Cet article est extrait de l'ouvrage Larousse « Dictionnaire de la peinture ».

Peintre italien (Rome 1889  –id.  1975).

Fils de l'écrivain Luigi Pirandello, il se consacre à partir de 1920 à la sculpture, qu'il abandonne bientôt au profit de la peinture. Il présente à la Biennale de Venise de 1926 ses premières œuvres, alors fortement influencées par le Naturalisme de l'entre-deux-guerres, en particulier par l'exemple de Felice Casorati. Sa série de nus féminins est l'expression la plus achevée de son " réalisme magique ", dans lequel une matière dense et épaisse traduit parfaitement la provocante réalité physique des corps.
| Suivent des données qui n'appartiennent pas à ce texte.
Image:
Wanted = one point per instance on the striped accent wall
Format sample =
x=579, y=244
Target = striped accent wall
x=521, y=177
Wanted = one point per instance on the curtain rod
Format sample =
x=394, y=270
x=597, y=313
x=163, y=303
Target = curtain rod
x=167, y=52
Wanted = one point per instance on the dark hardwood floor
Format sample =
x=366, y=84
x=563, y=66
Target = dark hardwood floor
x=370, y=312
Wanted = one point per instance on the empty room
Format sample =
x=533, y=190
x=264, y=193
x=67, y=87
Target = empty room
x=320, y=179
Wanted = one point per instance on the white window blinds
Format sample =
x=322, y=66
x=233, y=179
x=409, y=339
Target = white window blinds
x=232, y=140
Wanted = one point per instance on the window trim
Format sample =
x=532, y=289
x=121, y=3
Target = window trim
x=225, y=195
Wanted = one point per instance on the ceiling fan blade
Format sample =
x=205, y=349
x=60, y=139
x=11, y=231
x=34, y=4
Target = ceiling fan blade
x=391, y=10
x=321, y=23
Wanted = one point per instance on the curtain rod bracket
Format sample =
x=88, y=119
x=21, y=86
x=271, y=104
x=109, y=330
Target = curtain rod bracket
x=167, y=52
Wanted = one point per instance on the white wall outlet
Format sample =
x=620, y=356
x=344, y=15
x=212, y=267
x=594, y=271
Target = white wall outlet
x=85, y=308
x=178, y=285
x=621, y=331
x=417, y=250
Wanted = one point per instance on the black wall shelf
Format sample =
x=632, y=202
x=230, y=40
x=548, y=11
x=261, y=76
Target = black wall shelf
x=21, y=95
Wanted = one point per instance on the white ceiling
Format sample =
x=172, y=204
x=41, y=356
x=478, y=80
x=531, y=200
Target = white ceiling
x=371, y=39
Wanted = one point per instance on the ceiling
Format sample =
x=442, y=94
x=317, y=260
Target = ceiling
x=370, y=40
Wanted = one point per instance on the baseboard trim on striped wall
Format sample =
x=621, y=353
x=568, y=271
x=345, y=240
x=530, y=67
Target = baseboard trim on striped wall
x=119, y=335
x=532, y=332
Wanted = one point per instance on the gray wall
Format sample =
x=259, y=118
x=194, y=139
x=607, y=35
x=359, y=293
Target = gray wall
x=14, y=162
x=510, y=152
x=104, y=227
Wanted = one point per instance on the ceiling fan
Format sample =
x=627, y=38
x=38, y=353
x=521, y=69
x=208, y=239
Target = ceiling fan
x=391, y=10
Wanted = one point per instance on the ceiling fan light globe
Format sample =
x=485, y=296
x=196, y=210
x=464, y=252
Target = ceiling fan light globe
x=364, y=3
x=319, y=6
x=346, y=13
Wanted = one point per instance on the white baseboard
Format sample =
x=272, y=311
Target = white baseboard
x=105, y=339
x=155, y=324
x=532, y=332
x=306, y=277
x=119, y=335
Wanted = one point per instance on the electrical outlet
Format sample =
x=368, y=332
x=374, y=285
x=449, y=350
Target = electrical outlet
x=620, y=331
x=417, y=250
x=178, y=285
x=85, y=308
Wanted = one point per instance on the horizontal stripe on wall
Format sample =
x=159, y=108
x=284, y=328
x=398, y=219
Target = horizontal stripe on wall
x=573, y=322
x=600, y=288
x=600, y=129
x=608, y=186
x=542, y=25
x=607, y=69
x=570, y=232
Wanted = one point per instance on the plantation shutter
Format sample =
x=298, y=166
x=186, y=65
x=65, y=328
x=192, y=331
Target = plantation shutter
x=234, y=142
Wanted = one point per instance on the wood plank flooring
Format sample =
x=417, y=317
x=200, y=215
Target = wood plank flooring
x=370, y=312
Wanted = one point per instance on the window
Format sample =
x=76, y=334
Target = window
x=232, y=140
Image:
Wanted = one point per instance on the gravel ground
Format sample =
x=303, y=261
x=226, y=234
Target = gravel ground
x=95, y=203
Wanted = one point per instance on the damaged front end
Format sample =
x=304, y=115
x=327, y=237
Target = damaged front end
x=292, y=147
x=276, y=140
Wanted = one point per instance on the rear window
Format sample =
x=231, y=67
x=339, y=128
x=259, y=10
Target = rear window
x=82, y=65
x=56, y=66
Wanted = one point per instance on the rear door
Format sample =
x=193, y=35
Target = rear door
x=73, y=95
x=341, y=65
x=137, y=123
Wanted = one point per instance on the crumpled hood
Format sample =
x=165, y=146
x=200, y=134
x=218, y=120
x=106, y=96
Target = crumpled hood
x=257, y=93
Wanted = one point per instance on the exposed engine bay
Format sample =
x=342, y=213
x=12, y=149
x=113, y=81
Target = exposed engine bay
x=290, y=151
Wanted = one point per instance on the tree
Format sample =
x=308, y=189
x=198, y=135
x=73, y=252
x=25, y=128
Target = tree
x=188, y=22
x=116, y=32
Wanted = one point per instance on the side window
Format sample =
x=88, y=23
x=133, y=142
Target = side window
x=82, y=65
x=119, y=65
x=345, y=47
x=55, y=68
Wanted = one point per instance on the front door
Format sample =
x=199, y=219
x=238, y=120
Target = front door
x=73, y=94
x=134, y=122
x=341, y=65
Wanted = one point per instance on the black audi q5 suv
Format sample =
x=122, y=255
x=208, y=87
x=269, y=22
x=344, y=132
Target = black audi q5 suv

Il travaille à Paris de 1928 à 1930. Son adhésion ensuite à l'esthétique cubiste, et plus particulièrement encore au " néo-classicisme " de Picasso, l'oriente vers l'économie des moyens picturaux et la dispersion analytique des objets. En 1931, de retour définitivement à Rome, il va se lier avec Scipione et Mafai et présenter dès lors des œuvres qui vont se montrer de plus en plus archaïsantes. Après la Seconde Guerre mondiale, tout en se livrant à des recherches résolument abstraites, il montre encore dans ses œuvres des réminiscences expressionnistes (Maternità, 1937, Palerme, G. A. M. ; Contedius Piccolo, 1946, Bagnanti, 1945). Il participe aux Biennales de Venise, où lui sont consacrées deux expositions personnelles en 1952 et en 1956. Deux rétrospectives de son œuvre ont été organisées à Rome (1951, G. N.) et à Pise (1957). Une exposition rétrospective de son œuvre a également eu lieu à la G. A. M. de Rome en 1976. Les œuvres de Pirandello sont conservées dans les musées de Rome, Milan, Florence, Turin, Venise ainsi qu'à Londres, Pittsburgh, Detroit, São Paulo.